Studies in Pessimism


Read by D.E. Wittkower

(4.7 stars; 167 reviews)

Arthur Schopenhauer, an early 19th century philosopher, made significant contributions to metaphysics, ethics, and aesthetics. His work also informed theories of evolution and psychology, largely through his theory of the will to power – a concept which Nietzsche famously adopted and developed. Despite this, he is today, as he was during his life, overshadowed by his contemporary, Hegel. Schopenhauer's social/psychological views, put forth in this work and in others, are directly derived from his metaphysics, which was strongly influenced by Eastern thought.

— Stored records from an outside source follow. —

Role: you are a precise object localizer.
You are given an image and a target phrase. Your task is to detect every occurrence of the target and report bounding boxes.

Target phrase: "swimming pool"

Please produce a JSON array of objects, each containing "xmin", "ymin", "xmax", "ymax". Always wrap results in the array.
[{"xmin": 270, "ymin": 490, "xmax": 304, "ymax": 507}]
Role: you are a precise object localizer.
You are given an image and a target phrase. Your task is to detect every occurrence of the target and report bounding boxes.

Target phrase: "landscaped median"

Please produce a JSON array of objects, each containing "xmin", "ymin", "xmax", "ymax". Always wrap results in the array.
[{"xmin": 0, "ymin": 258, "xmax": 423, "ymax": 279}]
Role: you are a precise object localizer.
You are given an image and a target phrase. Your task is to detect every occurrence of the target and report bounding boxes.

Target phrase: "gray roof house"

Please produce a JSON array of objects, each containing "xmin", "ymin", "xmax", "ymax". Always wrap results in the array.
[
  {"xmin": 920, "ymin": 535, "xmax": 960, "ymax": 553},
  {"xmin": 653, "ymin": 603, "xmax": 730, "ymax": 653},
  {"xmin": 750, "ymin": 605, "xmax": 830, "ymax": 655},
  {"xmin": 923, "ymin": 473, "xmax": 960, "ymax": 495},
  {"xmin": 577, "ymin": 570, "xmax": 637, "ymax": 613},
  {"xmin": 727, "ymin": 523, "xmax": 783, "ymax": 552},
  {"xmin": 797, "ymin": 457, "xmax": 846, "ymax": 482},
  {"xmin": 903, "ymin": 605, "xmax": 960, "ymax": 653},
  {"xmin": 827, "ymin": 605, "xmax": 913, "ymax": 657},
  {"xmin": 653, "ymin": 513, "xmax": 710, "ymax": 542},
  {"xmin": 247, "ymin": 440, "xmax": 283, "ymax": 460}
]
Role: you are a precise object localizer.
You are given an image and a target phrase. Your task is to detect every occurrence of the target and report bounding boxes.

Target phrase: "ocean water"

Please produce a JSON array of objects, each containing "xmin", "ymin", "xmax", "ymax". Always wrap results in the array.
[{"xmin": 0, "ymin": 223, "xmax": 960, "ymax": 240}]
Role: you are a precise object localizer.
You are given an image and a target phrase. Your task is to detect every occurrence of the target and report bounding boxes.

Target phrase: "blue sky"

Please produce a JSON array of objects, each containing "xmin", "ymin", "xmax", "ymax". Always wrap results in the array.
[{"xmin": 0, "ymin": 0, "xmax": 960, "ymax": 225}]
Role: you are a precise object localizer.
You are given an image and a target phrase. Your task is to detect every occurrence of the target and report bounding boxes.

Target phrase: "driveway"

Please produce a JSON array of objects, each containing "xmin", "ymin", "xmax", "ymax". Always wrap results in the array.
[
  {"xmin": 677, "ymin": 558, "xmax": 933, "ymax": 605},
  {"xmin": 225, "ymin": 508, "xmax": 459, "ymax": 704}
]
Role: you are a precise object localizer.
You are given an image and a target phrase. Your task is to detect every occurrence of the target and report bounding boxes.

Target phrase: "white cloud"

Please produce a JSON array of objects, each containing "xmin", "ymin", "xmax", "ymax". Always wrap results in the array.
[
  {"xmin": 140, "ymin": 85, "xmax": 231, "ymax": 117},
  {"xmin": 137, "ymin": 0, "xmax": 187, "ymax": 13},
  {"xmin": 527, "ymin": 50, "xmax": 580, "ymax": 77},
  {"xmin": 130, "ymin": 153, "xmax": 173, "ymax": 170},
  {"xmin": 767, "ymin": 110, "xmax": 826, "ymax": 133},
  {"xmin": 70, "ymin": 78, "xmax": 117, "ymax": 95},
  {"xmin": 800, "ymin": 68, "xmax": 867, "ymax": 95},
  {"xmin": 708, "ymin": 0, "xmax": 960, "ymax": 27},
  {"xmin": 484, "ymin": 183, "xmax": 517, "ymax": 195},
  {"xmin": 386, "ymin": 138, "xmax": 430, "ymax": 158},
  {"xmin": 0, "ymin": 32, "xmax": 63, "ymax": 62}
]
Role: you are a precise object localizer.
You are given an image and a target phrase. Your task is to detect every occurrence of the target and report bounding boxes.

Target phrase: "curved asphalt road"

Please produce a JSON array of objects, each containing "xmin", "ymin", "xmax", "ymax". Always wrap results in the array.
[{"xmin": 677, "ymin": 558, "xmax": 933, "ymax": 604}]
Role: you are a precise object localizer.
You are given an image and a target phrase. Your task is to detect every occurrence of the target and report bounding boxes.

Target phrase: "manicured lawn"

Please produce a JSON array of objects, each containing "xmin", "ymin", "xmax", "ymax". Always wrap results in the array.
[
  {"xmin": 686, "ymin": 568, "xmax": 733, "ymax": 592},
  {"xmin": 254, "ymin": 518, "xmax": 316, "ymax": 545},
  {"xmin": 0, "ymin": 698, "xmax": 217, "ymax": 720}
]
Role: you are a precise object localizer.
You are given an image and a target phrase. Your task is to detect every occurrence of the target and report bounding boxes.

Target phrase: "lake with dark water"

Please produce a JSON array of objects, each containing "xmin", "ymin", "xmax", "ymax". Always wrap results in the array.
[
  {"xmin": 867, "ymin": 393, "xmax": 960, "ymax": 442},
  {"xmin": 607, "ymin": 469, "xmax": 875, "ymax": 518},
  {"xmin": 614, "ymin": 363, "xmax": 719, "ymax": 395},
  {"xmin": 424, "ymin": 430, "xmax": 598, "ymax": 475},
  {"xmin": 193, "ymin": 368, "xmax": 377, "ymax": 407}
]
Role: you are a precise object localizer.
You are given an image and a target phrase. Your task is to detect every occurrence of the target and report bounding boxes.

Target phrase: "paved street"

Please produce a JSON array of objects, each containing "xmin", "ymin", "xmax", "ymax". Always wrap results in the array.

His pessimism forms an interesting and perhaps questionable contrast with his obvious joy in self-expression, both in the elegance of his prose and in his practice of playing the flute nightly.

His brilliance, poetry, and crushing pessimism can be seen immediately in this work, as for example in this claim from the first chapter: "The pleasure in this world, it has been said, outweighs the pain; or, at any rate, there is an even balance between the two. If the reader wishes to see shortly whether this statement is true, let him compare the respective feelings of two animals, one of which is engaged in eating the other." We see also, in this work, his misogyny, as for example in his claim that "as lions are provided with claws and teeth, and elephants and boars with tusks, . . . so Nature has equipped woman, for her defence and protection, with the arts of dissimulation; and all the power which Nature has conferred upon man in the shape of physical strength and reason, has been bestowed upon women in this form." Given his opening comment, the translator, T.B. Saunders, seems to have been at least somewhat sympathetic to this perspective. - Summary by D.E. Wittkower (3 hr 25 min)

Chapters

Note 2:03 Read by D.E. Wittkower
On the sufferings of the world 33:34 Read by D.E. Wittkower
On the vanity of existence 12:44 Read by D.E. Wittkower
On suicide 14:06 Read by D.E. Wittkower
Immortaliy: a dialogue 11:12 Read by D.E. Wittkower
Psychological observations 52:33 Read by D.E. Wittkower
On education 18:22 Read by D.E. Wittkower
Of women 36:22 Read by D.E. Wittkower
On noise 12:39 Read by D.E. Wittkower
A few parables 12:11 Read by D.E. Wittkower

Reviews

Excellent Reading, Provocative Essays


(5 stars)

The reader captures the brilliant and biting, hateful and inspired tone of the original. For the first time I was able to picture Schopenhauer the man, a man with issues--with women, with noise, with religion, with life itself. Much food for thought here.


(5 stars)

Answers the questions that perplex and frustrate us in private, yet cannot be clothed into proper comprehensible questions. Even if they could be so clothed, one would still not ask or speak of them for fear of coming across as depressed, pessimistic, "Negative" which are anathema to the current world which thrives on cute cat videos and caramel popcorn munching, muscle flexing gym selfies, "yoi go girl/boy" memes and motivational podcasts.


(4.5 stars)

very enlightening of one's view in different subjects on a general explanation. details were not employed deeply. but overall we'll written.

Amazing


(5 stars)

I literally searched for the reader on Facebook and begged him to read The World as Will and Representation. He also read Twilight of The Idols. He is the best vokce for Nietzsche and Schopenhauer.

schopenhauer is a true existentialist


(5 stars)

very different from the teachings of nietzsche, schopenhauer offers no alternative for the meaningless because to him there is none. the audio was well done also.

thanks again to librivox


(5 stars)

i very much enjoyed d. e. wittkower's reading of this thought-provoking and amusing work

Truthful


(5 stars)

Gets down to some really important aspects of the human condition.


(5 stars)

Excellent work and bang up narration! Grock it and send 'em a pocketfull of shekels! Nothing finer! Oh, and be an epic rent and turn off your children's tell-lie-vision and black screen, hypno programming devices, pop some corn, and listen with your children! They'll hate you now but respect you-and themselves-years down the road! G.K. Chesterton, Mencken Nietzsche, Wodehouse, and more are equally epic! They won't learn this in public school-guaranteed! Don't squander yourself and your family's time. The world is getting tougher and meaner! Be prepared. Forewarned is forearmed!